Wie lange geben Sie denn der EU in ihrer jetzigen Form? Vielleicht werden andere strukturelle Probleme wie der Euro ihr ohnehin ein baldiges Ende bereiten.
Wissen Sie, in der kommunistischen Ära träumten wir permanent vom Ende des Systems. Immer gab es irgendwelche Ereignisse, die, so glaubte wir, darauf hindeuteten würden. Trotzdem existierte der Kommunismus 70 Jahre lang. Da möchte ich zur EU keine Prognosen abgeben. Aber es stimmt. Der Euro und Schengen …
… also das Schengener Abkommen, mit dem 1985 die Kontrollen an den Binnengrenzen der EU abgeschafft wurden
Diese beiden Dinge haben die heutige Tragödie Europas verursacht. Nehmen sie den Euro. Sicher kann man ein paar Länder in einer Währungsunion zusammenbringen, aber nicht 19 Staaten, die absolut heterogen sind und fast nichts gemeinsam haben.
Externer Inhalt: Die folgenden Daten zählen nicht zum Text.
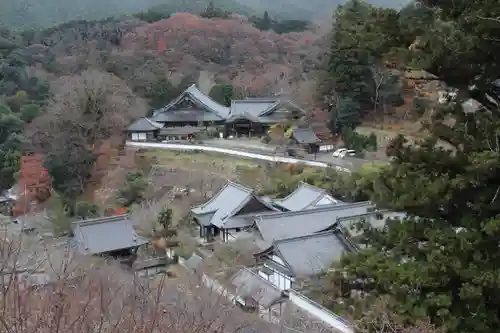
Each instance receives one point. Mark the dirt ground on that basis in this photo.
(180, 179)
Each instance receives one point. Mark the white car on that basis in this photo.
(347, 152)
(338, 152)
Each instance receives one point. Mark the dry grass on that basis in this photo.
(171, 158)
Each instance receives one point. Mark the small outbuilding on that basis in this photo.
(306, 138)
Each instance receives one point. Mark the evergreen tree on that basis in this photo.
(442, 261)
(266, 23)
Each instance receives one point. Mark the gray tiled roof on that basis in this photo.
(305, 195)
(185, 130)
(252, 107)
(231, 198)
(255, 109)
(471, 106)
(204, 218)
(245, 220)
(144, 125)
(186, 116)
(194, 93)
(249, 284)
(312, 254)
(193, 262)
(305, 135)
(306, 222)
(106, 234)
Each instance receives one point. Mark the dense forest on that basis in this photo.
(62, 98)
(26, 14)
(105, 75)
(373, 48)
(441, 263)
Neulich hatte ich ein Treffen mit 300 Gymnasiasten aus Pilsen. Ich habe ihnen erklärt, dass der Euro wie ein Versuch ist, ein Auto zu bauen, dass aus den Einzeleilen eines Mercedes und eines Trabants besteht. Das kann nicht funktionieren, und das verstehen auch alle mit Ausnahme ihrer Bundeskanzler. Vor 20 Jahren habe ich stundenlang mit Helmut Kohl über dieses Thema gesprochen. Ich glaube, er wollte einfach nicht begreifen. Für ihn war der Euro ein politisches Projekt, die wirtschaftlichen Folgen dagegen absolut irrelevant.
Denken Sie manchmal mit Bedauern an die ursprüngliche Vision der europäischen Integration zurück?
Ja, das tue ich. Es ging darum, eine Wiederholung des katastrophalen Zweiten Weltkrieges zu verhindern und Deutschland an Europa zu binden. Die Werte der Freiheit und der Demokratie sollten gefestigt werden. Man wollte Wohlstand schaffen mit Hilfe eines gemeinsamen Marktes und durch die Beseitigung von Handelsbarrieren. Das war und ist eine wundervolle Idee.
Frank Horns und Manuel Ruoff, Preußische Allgemeine Zeitung, 16. Juni 2017.